I’ve received many thoughtful and useful emails to the filesharing article below.
As I think about the filesharing debate, I’ve started to remember the staggering number of albums I’ve purchased more than once. Usually it was to change format from vinyl to audio tape to CD to MP3. Some though, were acts of devotion. I remember buying two copies of Talking with the Taxman About Poetry on the day it came out, just in case one of the tapes didn’t work when I got home.

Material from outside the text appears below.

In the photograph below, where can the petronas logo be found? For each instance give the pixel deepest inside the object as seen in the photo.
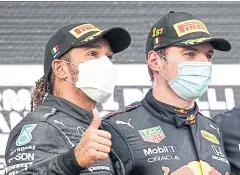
(25, 135)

Anyway, I’m going to start listing them on the blog, starting with the seventies and going forward from there:

Ramones
1. Like many people, I bought Ramones in the eighties, though a quick Google search tells me the album was actually produced in 1976. And even though Johnny “I think punk should be right wing” Ramone was a Repbulican gun fetishist, this band spoke to working class youth as much as any Paul Weller lyric ever did. They created a grunge-beach-boy sound that was uniquely harmonious. Legendary front man Joey Ramone was, in my view, the key to their reach. Six foot six Joey was Rock ‘n’ Roll’s first uber geek.
They made albums meaty in those days – fourteen tracks at two minutes a go. Listening to this album is an audio wallride of beach-boy punk. The lyrics attack you.”Now I wanna sniff some glue”,”"Beat on the Brat”,”Chain Saw” have bounced generations of teenagers around their bedroom floors.
More than anything, this album and the single Blitzkrieg bop takes me back to school discos at Kidderminster Carolians Rugby Club. “What they want, I don’t know, They’re all reved up and ready to go.” I found that lyric going through my head many times when I was a minister.
![Reblog this post [with Zemanta]](http://img.zemanta.com/reblog_c.png?x-id=a9e1f6c0-7104-4203-9187-216c19426af9)

1 comment so far ↓
I think Johnny’s tendencies were a bit further right than even the Republicans. The story was that Joey wrote the superb “The K.K.K. took my baby away” about the fact that Johnny had stolen his girl.